St Bernard wrote, “I love because I love; I love that I may love.” Interestingly, some of the events associated with World Youth Day attracted more attention than others. Few journalists appear to have shown much interest in the Pope’s visit to Aparecida and his address to the assembled bishops of Latin America (CELAM). If anybody wanted to see the manifesto for the current papacy, there it is, beautifully expressed, with stunning clarity and, in a word, declaring that the Church has travelled thus far and it is now time to keep on going.

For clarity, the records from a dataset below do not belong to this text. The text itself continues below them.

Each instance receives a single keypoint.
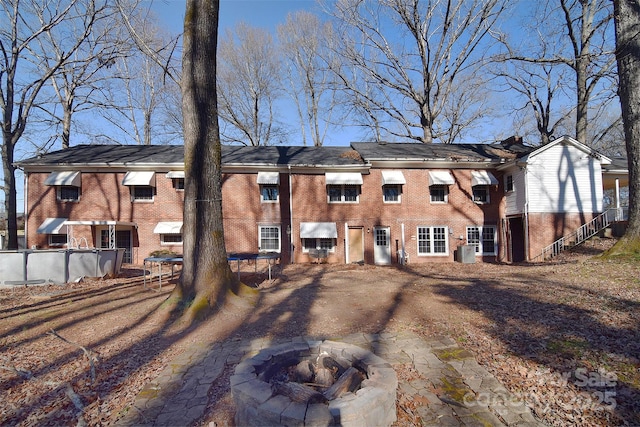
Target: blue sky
(258, 13)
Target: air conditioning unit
(466, 254)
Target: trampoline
(238, 257)
(159, 260)
(247, 256)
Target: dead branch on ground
(91, 356)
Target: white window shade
(269, 178)
(168, 227)
(140, 178)
(318, 230)
(70, 178)
(483, 178)
(53, 226)
(393, 178)
(440, 178)
(340, 178)
(175, 174)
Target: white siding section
(516, 199)
(565, 179)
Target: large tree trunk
(206, 275)
(10, 192)
(627, 22)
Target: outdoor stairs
(573, 239)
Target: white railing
(583, 233)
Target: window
(483, 238)
(141, 193)
(68, 193)
(346, 193)
(391, 193)
(508, 183)
(433, 241)
(319, 243)
(269, 238)
(57, 239)
(170, 239)
(268, 193)
(481, 194)
(178, 183)
(439, 193)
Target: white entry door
(381, 245)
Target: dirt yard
(564, 336)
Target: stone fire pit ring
(374, 403)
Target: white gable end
(564, 177)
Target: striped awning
(175, 174)
(338, 178)
(168, 227)
(53, 226)
(393, 177)
(70, 178)
(440, 178)
(146, 178)
(272, 178)
(318, 230)
(483, 178)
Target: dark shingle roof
(110, 154)
(174, 154)
(460, 152)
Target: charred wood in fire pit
(325, 377)
(349, 381)
(303, 372)
(298, 392)
(332, 364)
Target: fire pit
(314, 383)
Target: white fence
(57, 266)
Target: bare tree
(24, 29)
(206, 276)
(414, 65)
(249, 83)
(540, 86)
(133, 104)
(82, 78)
(302, 41)
(574, 34)
(627, 24)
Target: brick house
(370, 203)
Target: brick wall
(546, 228)
(103, 197)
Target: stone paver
(453, 389)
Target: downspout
(346, 243)
(619, 216)
(526, 216)
(26, 214)
(404, 256)
(290, 217)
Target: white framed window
(57, 240)
(68, 193)
(178, 183)
(171, 239)
(481, 194)
(433, 240)
(142, 193)
(268, 193)
(508, 184)
(343, 193)
(484, 238)
(269, 238)
(318, 243)
(391, 193)
(439, 193)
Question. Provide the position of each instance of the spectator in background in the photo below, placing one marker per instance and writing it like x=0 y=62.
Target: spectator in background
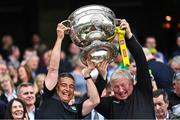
x=175 y=63
x=162 y=72
x=26 y=93
x=161 y=103
x=2 y=110
x=7 y=42
x=13 y=73
x=174 y=96
x=3 y=67
x=14 y=56
x=16 y=110
x=176 y=52
x=150 y=43
x=24 y=75
x=7 y=87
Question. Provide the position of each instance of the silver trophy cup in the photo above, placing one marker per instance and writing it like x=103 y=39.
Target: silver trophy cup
x=92 y=30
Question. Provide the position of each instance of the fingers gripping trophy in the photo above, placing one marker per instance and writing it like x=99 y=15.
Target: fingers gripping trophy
x=92 y=28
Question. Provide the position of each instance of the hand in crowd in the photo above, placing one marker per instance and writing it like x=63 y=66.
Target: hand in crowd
x=60 y=30
x=87 y=70
x=125 y=25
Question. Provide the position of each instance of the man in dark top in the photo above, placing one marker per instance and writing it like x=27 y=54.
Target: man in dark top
x=162 y=72
x=129 y=101
x=58 y=92
x=174 y=97
x=2 y=109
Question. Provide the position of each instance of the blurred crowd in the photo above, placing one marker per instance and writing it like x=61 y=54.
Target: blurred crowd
x=22 y=76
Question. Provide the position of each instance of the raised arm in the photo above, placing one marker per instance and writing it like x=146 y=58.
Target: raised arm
x=143 y=76
x=93 y=100
x=52 y=75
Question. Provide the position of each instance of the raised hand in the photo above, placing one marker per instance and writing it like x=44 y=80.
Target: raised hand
x=102 y=68
x=125 y=25
x=60 y=30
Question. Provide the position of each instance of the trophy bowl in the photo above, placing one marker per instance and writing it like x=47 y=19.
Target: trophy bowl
x=92 y=30
x=92 y=22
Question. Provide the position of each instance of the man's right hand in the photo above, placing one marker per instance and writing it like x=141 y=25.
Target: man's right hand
x=60 y=30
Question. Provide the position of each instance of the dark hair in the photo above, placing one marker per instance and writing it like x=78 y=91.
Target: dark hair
x=9 y=108
x=23 y=85
x=159 y=92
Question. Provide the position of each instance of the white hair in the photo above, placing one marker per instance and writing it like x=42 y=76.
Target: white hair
x=121 y=73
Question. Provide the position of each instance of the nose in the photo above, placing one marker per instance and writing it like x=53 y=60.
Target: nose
x=121 y=89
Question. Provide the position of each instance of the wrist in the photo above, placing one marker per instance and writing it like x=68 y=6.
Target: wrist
x=129 y=35
x=88 y=77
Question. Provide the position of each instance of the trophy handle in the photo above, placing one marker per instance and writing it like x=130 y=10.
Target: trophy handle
x=68 y=24
x=122 y=42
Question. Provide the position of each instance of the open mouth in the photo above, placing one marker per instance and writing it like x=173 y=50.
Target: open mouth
x=18 y=113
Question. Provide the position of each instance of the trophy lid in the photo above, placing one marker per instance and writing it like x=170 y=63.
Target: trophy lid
x=89 y=9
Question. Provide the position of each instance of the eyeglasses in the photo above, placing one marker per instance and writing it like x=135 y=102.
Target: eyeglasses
x=176 y=76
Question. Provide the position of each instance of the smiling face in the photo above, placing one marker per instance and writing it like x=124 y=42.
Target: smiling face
x=65 y=89
x=160 y=107
x=27 y=94
x=122 y=88
x=17 y=110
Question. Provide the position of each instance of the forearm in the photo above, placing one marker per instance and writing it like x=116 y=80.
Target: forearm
x=52 y=75
x=92 y=92
x=143 y=77
x=93 y=99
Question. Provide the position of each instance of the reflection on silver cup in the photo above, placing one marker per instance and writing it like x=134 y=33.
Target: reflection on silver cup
x=92 y=29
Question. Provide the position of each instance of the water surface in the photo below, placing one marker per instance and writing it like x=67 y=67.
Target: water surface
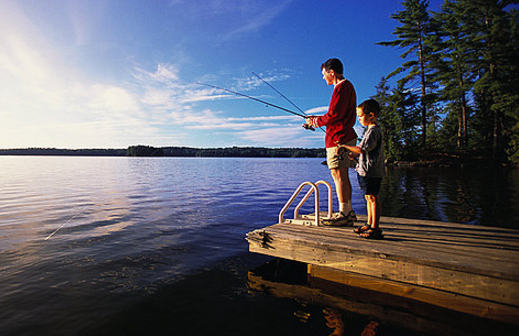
x=107 y=246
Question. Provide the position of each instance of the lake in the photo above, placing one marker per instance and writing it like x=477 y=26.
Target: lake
x=156 y=246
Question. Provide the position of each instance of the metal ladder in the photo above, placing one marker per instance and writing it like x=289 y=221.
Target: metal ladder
x=307 y=219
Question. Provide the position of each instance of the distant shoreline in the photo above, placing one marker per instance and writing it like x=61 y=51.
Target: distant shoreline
x=149 y=151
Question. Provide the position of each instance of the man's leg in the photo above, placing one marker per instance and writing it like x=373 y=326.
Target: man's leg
x=343 y=188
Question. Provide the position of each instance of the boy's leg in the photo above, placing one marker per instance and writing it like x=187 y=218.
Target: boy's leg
x=374 y=208
x=370 y=210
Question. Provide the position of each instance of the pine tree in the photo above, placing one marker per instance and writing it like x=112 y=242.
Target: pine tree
x=492 y=34
x=412 y=34
x=453 y=66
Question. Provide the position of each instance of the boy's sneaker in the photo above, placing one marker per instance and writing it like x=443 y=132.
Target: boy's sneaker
x=340 y=219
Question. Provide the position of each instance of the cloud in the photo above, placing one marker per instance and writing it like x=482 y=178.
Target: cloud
x=281 y=137
x=257 y=16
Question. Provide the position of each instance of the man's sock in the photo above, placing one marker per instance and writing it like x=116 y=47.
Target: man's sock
x=342 y=208
x=345 y=207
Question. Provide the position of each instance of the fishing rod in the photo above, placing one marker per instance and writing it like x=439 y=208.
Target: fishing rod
x=302 y=115
x=286 y=98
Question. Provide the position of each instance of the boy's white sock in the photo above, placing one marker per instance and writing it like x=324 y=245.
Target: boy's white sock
x=345 y=207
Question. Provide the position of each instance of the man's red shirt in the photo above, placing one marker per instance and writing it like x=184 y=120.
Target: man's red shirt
x=341 y=115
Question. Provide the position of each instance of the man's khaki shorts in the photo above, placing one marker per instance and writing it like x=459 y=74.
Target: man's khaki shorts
x=343 y=160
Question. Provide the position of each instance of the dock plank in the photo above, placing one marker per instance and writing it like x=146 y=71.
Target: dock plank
x=473 y=261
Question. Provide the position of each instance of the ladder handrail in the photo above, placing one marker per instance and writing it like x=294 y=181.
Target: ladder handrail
x=330 y=199
x=313 y=187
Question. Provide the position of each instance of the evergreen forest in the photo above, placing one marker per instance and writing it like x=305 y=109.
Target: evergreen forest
x=456 y=91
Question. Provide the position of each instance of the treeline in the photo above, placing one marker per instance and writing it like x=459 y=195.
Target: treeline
x=173 y=151
x=457 y=89
x=63 y=152
x=225 y=152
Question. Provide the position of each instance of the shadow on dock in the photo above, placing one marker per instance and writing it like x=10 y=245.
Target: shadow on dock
x=341 y=301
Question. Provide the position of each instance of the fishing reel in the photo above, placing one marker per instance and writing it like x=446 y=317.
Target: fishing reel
x=308 y=127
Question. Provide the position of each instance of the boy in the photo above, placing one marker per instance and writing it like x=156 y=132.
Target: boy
x=339 y=122
x=370 y=167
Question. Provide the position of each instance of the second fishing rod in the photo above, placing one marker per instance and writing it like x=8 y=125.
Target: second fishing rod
x=302 y=114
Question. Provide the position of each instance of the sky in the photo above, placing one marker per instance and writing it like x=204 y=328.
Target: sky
x=117 y=73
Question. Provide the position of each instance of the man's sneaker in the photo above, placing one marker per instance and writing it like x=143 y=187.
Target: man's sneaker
x=340 y=219
x=352 y=216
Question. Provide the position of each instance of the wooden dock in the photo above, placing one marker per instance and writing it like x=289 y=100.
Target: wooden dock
x=465 y=268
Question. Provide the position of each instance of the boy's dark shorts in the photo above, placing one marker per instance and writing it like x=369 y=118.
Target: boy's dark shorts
x=369 y=185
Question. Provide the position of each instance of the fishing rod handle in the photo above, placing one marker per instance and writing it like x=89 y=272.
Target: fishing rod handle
x=308 y=127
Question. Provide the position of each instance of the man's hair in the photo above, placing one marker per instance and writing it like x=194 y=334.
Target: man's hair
x=370 y=106
x=333 y=64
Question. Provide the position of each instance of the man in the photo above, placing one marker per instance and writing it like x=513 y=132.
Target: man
x=339 y=122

Reams of commentary have accompanied Pope Francis since the moment when he stepped out onto the balcony of St Peter’s and asked the vast crowd to pray for him. It seems that, on many occasions, many analysts have overlooked the fact that he is a human being with one head, two arms and two legs (and one lung!). However great the expectations, he cannot work miracles. Just like any of us, he can only do his level best to respond to an extraordinarily complex responsibility which he had not sought.

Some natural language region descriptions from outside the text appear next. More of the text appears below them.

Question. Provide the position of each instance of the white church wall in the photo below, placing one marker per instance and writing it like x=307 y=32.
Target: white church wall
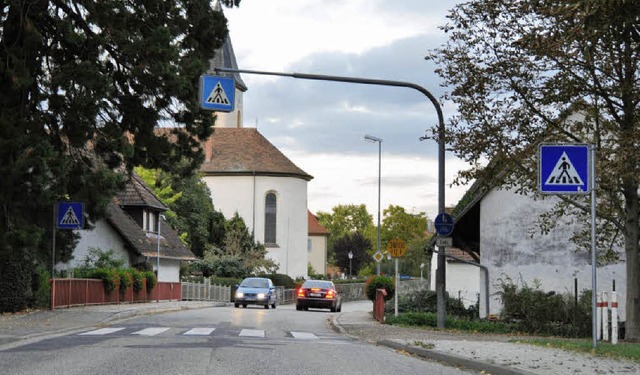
x=508 y=250
x=318 y=254
x=246 y=195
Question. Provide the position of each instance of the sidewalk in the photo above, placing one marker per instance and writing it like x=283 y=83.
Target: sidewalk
x=489 y=354
x=493 y=354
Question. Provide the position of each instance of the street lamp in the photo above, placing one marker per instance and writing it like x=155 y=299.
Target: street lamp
x=370 y=138
x=160 y=217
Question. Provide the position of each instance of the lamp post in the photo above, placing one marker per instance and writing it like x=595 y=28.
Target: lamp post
x=158 y=263
x=370 y=138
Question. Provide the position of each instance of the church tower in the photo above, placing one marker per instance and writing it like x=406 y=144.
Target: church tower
x=226 y=58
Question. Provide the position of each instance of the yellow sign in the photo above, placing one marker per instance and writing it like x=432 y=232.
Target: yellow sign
x=396 y=247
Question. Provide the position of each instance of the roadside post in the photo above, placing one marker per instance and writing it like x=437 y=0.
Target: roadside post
x=570 y=168
x=67 y=216
x=397 y=248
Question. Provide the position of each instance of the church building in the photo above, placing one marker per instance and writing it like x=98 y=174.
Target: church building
x=248 y=175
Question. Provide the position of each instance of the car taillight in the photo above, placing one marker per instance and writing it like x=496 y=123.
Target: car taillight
x=330 y=294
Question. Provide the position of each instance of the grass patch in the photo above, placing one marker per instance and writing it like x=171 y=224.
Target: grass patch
x=630 y=351
x=422 y=319
x=623 y=350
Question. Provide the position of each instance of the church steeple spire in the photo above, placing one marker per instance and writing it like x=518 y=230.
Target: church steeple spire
x=225 y=57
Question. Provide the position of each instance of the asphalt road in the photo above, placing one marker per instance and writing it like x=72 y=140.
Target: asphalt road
x=222 y=340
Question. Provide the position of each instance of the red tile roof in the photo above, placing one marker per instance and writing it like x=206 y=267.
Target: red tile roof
x=244 y=151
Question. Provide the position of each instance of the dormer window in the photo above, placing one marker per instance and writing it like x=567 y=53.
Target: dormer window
x=150 y=221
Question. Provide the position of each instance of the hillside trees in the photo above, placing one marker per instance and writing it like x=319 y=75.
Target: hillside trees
x=83 y=84
x=517 y=70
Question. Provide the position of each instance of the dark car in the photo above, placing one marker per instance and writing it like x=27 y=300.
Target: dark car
x=318 y=294
x=256 y=291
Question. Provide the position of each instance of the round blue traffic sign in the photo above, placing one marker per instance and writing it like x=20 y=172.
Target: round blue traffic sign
x=444 y=224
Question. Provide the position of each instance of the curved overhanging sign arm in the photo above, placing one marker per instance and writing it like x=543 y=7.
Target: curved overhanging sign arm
x=440 y=274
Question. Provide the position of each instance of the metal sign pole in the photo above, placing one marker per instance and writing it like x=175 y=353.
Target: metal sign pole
x=397 y=287
x=594 y=259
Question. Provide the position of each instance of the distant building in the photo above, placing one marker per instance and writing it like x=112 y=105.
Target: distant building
x=317 y=247
x=249 y=175
x=131 y=231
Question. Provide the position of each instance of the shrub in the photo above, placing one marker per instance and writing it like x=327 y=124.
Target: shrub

Many who have wondered whether or not Pope Francis has some nefarious plans in store have only to look at his actions in Buenos Aires to realise that his consistency also shows authenticity. If he is showing an impressive simplicity, humility and warmth now, it is only because of many years of preparation, blood, sweat and tears. Compassion does not appear from nowhere. A charlatan does not inspire love.

It is interesting to see that, when Francis was first elected, the Jesuits were excited, but also withheld judgement. “He’s received the training. Now let us see him put it into practice”, one American Jesuit wryly remarked. Several weeks later, on the Feast of St Ignatius, Francis became the first Pope in history to share the occasion with the Jesuits at the church of the Gesù in Rome. Afterwards, the Jesuit Superior General, Fr Adolfo Nicolás, wrote, “The truth is that everything was so simple and natural that it is hard to say anything... Our experience was similar to that of many who have already met Pope Francis. We can say, in sync with the youth of Río de Janeiro “we have seen and heard our brother Francis, and we feel closer to our Lord Jesus and to his successor Peter.”

Perhaps that is the secret to all that has been achieved thus far in Francis’ papacy: a fresh way of expressing familiar truths and values, good communication and good leadership – and authenticity. People feel that they already know him. “What you see is what you get.”